When I was around 10 years old, I would go to the candy store in the mall and get a ½ lb bag of candy, filled to the brim with sweet tarts, pixie sticks, and taffy. I’d go home and eat the whole thing, like it was Halloween sometimes to the point where I’d feel so sick I’d even throw up. I didn’t have an eating disorder, I just had a misunderstanding of how sugar affected me, and when to stop. Flash forward into my adult life and I’ve dealt with sugar cravings for years. They’re gripping, they’re crippling, they can come out of nowhere and can be for a specific food or for anything to satisfy that urge. If you’re like me, and you experience sugar cravings, there’s probably been a point at which you asked yourself “why do I do this and why is it so hard to stop?”. Well, you’ve come to the right place. I’ve coached hundreds of people to unleash themselves from sugar craving shackles, and I’m going to share what I know to help you do the same.
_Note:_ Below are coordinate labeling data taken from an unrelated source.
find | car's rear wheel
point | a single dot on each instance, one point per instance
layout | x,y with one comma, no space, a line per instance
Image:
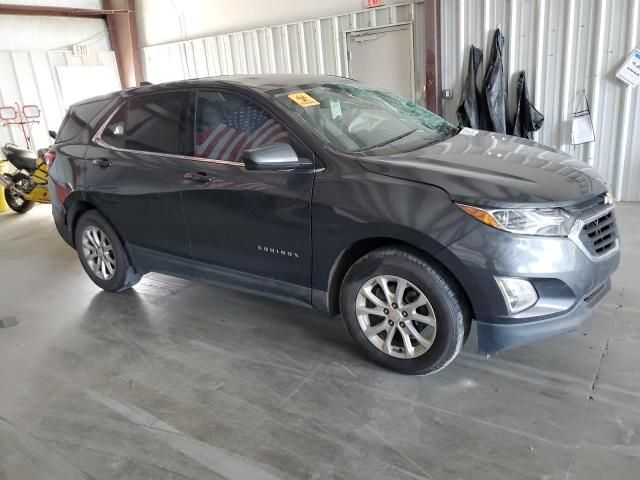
403,312
102,254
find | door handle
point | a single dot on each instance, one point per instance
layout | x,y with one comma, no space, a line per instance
101,162
198,177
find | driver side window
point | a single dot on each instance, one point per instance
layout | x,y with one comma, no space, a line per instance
226,125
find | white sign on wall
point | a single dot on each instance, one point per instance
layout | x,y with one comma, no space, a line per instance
78,83
629,72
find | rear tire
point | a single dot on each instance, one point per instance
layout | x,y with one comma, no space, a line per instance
102,254
405,313
17,203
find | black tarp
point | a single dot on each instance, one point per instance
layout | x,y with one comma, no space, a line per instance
494,88
469,111
527,118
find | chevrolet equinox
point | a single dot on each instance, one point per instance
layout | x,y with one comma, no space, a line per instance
329,193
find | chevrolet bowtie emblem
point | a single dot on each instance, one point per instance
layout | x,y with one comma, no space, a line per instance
608,199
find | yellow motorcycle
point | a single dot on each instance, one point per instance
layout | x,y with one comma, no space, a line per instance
27,184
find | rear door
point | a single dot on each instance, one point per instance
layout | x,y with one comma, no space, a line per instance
133,175
252,228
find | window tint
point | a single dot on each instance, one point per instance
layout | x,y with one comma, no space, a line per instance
78,118
148,124
153,123
226,125
113,133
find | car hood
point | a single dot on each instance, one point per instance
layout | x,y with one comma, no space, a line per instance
491,169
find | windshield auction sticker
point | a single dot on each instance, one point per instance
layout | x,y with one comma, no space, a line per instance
303,99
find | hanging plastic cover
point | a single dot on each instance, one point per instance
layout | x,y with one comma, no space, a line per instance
494,88
527,119
469,113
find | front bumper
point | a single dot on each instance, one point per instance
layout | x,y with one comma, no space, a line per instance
569,284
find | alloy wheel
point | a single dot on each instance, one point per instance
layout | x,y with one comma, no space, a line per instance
396,316
98,253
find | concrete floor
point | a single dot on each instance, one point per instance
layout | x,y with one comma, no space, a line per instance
184,380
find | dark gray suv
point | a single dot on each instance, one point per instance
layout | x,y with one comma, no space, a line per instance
329,193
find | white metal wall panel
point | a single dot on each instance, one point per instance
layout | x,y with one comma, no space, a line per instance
31,78
565,47
312,46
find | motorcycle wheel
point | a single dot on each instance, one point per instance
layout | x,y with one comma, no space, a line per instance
15,201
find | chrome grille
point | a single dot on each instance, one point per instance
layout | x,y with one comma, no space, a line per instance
598,234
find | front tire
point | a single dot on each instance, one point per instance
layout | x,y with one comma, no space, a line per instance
102,254
16,202
403,312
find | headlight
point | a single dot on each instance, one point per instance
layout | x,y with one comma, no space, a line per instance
552,222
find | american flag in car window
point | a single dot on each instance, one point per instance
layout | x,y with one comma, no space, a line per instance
229,132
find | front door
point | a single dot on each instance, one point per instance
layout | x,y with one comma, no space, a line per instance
133,174
250,228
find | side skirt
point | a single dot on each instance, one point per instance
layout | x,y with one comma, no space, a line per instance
146,260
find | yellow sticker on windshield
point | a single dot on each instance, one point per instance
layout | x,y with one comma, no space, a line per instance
303,99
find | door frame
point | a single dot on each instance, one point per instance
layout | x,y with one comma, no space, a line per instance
372,30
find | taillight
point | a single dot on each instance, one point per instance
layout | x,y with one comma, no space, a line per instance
49,158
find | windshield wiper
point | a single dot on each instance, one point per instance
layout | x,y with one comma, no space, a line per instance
386,142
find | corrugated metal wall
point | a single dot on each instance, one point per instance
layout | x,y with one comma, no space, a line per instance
31,78
565,47
314,46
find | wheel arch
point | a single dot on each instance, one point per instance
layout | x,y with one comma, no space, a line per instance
362,247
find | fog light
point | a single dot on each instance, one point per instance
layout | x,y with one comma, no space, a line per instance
518,294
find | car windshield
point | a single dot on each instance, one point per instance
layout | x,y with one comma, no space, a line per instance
358,119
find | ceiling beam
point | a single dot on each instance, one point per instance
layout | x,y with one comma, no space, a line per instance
123,36
57,11
432,47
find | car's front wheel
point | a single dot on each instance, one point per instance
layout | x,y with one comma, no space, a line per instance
102,254
403,312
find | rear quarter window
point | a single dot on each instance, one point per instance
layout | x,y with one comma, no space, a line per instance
79,117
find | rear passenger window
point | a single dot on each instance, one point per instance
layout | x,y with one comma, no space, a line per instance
226,125
113,133
147,124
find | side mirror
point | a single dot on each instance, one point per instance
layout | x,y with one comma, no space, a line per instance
8,113
31,111
278,156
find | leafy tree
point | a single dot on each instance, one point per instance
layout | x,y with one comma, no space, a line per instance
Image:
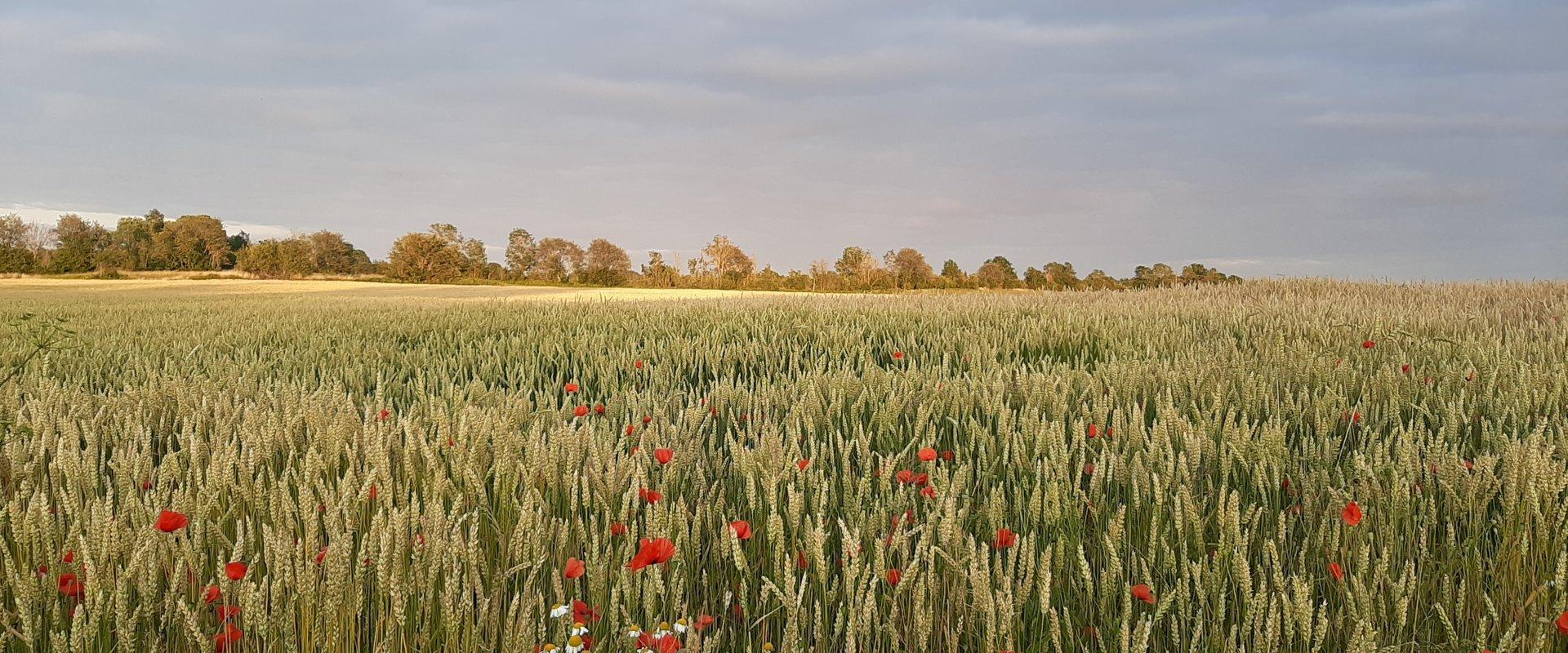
523,252
1159,276
657,273
1198,273
192,243
996,273
726,260
278,259
557,260
855,264
606,264
80,245
15,255
332,254
908,269
954,274
1099,281
425,257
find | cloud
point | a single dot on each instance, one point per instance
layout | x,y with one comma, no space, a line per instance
1416,122
51,213
857,69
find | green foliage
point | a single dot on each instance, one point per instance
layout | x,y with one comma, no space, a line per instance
259,415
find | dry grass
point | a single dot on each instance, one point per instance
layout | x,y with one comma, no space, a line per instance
256,407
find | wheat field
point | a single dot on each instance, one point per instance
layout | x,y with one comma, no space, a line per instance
1295,465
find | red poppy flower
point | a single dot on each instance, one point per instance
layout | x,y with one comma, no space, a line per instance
1143,594
170,522
1351,514
1004,539
229,636
584,613
71,586
653,552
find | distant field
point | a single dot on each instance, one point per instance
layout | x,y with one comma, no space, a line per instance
1275,465
157,288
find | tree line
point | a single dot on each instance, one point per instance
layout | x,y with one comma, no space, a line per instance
444,255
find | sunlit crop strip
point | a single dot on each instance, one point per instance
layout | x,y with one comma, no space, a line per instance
1278,465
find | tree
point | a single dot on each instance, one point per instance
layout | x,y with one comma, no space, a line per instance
855,264
523,252
726,260
557,260
15,255
996,273
1198,273
657,273
954,274
78,245
278,259
192,243
908,269
1159,276
1099,281
332,254
606,264
425,257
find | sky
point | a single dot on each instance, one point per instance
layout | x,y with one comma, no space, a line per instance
1404,141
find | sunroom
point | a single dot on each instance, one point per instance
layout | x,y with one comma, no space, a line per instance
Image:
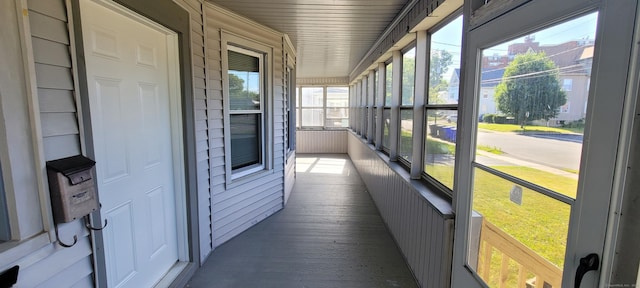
407,143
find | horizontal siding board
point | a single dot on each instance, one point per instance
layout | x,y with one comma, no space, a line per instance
52,53
248,219
51,8
69,276
58,124
86,282
61,146
42,271
49,28
56,101
53,77
248,199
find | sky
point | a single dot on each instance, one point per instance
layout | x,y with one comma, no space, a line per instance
449,37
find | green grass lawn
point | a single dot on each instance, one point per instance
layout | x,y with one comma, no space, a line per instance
493,150
541,223
516,128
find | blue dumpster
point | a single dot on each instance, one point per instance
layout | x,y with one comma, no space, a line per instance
441,132
451,134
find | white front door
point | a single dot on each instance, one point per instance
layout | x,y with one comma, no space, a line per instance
128,77
529,215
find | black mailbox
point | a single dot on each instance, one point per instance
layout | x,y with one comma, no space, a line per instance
73,187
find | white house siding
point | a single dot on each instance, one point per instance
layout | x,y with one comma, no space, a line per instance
236,209
48,25
49,28
420,221
289,56
201,104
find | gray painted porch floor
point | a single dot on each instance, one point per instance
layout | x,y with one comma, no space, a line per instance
329,235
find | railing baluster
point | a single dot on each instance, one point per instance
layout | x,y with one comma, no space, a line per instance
486,260
504,271
522,276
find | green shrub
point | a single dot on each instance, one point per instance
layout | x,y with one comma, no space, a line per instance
488,118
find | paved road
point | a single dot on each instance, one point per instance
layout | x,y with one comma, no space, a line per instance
550,152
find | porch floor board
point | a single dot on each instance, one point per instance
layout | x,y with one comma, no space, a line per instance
330,234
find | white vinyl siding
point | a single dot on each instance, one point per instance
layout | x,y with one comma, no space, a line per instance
239,206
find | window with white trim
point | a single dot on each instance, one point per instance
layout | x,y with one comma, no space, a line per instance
245,110
323,107
386,110
441,109
405,139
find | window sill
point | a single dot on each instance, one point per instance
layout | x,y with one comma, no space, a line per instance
12,251
247,176
439,200
321,128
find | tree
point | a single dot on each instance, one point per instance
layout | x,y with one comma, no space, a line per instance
408,79
236,85
530,89
439,65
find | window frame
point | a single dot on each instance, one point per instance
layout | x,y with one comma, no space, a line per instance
290,113
406,163
387,105
325,92
241,45
429,107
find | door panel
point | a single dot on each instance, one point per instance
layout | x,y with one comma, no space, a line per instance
536,202
127,73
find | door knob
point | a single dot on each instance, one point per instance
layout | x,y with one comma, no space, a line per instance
587,263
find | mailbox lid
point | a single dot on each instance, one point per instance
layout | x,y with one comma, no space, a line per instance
76,168
71,165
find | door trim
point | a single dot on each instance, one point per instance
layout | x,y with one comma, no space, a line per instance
177,28
611,57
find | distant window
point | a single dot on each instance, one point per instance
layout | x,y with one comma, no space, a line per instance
324,107
337,107
386,112
312,105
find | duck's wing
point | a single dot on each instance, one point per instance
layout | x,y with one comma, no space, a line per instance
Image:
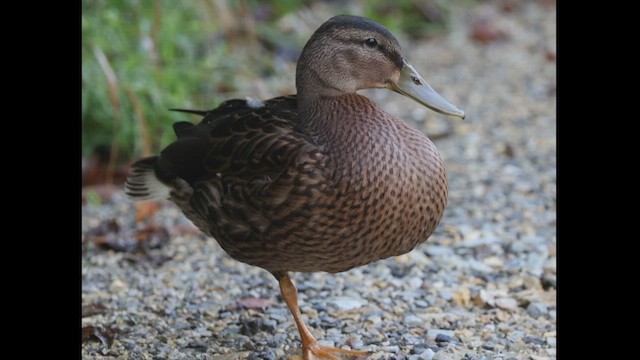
245,162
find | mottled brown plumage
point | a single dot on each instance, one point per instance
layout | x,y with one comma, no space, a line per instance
322,181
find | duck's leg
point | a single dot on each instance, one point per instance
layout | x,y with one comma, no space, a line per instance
310,347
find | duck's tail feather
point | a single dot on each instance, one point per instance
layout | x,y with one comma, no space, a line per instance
143,184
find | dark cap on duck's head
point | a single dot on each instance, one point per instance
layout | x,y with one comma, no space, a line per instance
348,53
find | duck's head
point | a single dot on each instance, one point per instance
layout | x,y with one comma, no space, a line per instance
349,53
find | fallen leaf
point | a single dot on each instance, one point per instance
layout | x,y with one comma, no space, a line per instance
93,309
104,335
153,236
145,210
462,297
484,298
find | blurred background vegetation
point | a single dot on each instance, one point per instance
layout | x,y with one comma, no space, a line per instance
142,57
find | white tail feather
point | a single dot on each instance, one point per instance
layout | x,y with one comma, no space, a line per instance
143,184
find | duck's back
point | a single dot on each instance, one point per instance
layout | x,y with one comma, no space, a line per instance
291,195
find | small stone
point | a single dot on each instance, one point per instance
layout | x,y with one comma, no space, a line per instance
344,303
537,309
489,346
117,286
442,355
427,355
435,251
414,282
534,340
412,320
507,303
444,338
433,333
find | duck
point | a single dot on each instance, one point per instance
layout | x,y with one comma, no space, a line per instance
320,181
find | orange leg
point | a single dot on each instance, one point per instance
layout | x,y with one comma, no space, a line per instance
310,347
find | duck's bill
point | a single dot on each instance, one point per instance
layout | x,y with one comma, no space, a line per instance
412,85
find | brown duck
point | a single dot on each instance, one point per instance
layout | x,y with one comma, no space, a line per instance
324,180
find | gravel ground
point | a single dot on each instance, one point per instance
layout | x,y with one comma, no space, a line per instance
482,287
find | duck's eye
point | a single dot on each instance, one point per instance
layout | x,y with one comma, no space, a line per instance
371,42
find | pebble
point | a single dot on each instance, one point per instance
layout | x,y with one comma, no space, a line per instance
346,303
537,309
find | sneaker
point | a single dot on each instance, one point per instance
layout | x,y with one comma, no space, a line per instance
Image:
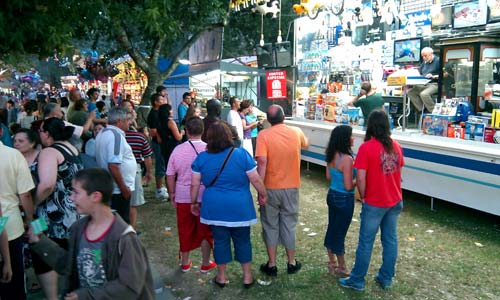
379,282
269,271
161,194
292,269
345,283
211,265
185,268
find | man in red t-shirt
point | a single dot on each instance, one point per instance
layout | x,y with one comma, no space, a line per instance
379,162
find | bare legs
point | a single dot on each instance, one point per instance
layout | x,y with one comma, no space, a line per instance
336,264
48,281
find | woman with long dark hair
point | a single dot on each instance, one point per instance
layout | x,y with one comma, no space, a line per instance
226,173
58,163
379,163
340,198
170,134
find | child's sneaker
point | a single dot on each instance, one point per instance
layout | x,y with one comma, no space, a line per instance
161,194
185,268
347,283
211,265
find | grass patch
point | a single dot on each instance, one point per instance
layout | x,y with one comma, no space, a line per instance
450,253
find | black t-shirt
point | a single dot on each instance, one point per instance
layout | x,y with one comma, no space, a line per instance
153,121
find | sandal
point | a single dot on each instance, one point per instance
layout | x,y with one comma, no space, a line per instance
35,287
332,267
220,284
341,272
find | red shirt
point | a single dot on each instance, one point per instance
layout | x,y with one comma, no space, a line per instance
383,173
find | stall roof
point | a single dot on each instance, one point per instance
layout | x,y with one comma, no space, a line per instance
231,68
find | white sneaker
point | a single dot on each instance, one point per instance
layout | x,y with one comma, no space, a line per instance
162,194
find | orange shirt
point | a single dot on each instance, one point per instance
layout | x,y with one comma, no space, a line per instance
281,145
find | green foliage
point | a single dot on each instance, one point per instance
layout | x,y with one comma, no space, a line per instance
30,27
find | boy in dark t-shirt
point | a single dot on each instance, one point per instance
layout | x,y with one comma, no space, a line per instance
105,259
371,102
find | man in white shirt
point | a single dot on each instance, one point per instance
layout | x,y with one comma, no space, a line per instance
234,118
114,154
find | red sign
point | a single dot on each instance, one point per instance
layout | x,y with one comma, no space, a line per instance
276,85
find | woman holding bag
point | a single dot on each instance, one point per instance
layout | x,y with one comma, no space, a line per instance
227,202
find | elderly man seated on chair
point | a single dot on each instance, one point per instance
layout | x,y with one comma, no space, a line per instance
421,95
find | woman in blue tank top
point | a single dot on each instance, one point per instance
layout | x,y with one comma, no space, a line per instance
340,199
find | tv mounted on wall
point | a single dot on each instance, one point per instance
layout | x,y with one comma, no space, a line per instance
470,14
444,19
407,51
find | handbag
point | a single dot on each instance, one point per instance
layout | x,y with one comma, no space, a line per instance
221,168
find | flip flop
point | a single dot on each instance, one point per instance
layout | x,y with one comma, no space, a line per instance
248,285
342,272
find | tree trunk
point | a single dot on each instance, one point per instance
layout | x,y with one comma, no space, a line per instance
154,79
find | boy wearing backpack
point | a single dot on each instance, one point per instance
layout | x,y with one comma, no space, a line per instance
105,260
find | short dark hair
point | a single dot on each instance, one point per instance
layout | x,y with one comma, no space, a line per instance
214,107
31,134
160,88
194,126
275,114
64,102
340,141
56,128
366,86
245,104
96,180
232,100
155,98
378,127
79,104
219,137
91,91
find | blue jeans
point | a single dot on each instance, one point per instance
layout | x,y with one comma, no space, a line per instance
222,244
372,218
340,210
159,160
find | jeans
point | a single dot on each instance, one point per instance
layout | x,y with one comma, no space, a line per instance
15,289
240,236
159,160
340,210
372,218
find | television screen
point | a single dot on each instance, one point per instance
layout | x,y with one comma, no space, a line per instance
444,19
494,15
470,14
407,51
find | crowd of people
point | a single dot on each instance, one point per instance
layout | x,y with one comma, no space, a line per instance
79,170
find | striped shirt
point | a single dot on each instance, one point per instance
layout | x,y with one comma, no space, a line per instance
139,144
179,164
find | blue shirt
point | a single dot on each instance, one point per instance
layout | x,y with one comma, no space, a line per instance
337,178
181,112
228,202
250,119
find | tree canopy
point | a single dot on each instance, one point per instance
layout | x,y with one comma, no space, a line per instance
144,29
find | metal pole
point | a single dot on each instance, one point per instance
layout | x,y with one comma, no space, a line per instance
405,99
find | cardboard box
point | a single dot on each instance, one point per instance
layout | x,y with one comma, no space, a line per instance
489,132
474,131
456,131
436,124
495,118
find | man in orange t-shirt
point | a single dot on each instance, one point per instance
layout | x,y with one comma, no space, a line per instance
278,163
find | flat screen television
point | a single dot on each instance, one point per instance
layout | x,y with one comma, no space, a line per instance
407,51
444,19
494,15
470,14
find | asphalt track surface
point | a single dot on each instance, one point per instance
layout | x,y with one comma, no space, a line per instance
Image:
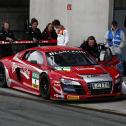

If you experience sugar cravings, here’s how to stop them before you can’t.
What Happens When Eat You Too Much Sugar?
In extreme cases, it makes you vomit like my 10-year old self. In less extreme cases, it can strip your micronutrients, lead you on a blood sugar roller coaster, or make you fat (not like that didn’t happen). When you eat too much sugar though, it’s not good. It can not only deplete your body of nutrients but strip incoming nutrients from being absorbed (yikes!) [R]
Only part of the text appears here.